AQuA: A Benchmarking Tool for Label Quality Assessment
Mononito Goswami, Vedant Sanil, Arjun Choudhry, Arvind Srinivasan, Chalisa Udompanyawit, Artur Dubrawski
TL;DR
AQuA introduces a comprehensive benchmarking framework for evaluating label noise detection and cleaning methods across multiple data modalities and annotation regimes. It defines a design space for label error detection models, offers seven noise-injection strategies, and evaluates four state-of-the-art detectors with diverse downstream classifiers and metrics beyond accuracy. Large-scale experiments reveal that SimiFeat and CINCER excel at identifying mislabeled data, while deep models often remain robust to label noise, and results depend on modality and evaluation metric.

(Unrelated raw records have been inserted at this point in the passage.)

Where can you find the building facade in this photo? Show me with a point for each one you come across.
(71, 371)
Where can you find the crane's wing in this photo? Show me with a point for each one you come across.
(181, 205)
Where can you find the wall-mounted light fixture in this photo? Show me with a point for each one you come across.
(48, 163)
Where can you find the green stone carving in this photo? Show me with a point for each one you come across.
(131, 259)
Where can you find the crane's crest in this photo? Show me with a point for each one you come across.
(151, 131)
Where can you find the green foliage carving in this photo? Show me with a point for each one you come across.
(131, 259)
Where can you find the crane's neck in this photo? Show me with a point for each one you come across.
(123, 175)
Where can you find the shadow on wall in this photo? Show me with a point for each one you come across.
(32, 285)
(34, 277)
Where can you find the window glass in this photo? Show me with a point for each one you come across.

The benchmark aims to enable objective, reproducible comparisons and to guide practitioners in selecting appropriate label-cleaning tools for real-world data, with ongoing plans to expand to multi-annotator and fairness-focused dimensions.
Abstract
Machine learning (ML) models are only as good as the data they are trained on. But recent studies have found datasets widely used to train and evaluate ML models, e.g. ImageNet, to have pervasive labeling errors. Erroneous labels on the train set hurt ML models' ability to generalize, and they impact evaluation and model selection using the test set. Consequently, learning in the presence of labeling errors is an active area of research, yet this field lacks a comprehensive benchmark to evaluate these methods. Most of these methods are evaluated on a few computer vision datasets with significant variance in the experimental protocols. With such a large pool of methods and inconsistent evaluation, it is also unclear how ML practitioners can choose the right models to assess label quality in their data. To this end, we propose a benchmarking environment AQuA to rigorously evaluate methods that enable machine learning in the presence of label noise. We also introduce a design space to delineate concrete design choices of label error detection models. We hope that our proposed design space and benchmark enable practitioners to choose the right tools to improve their label quality and that our benchmark enables objective and rigorous evaluation of machine learning tools facing mislabeled data.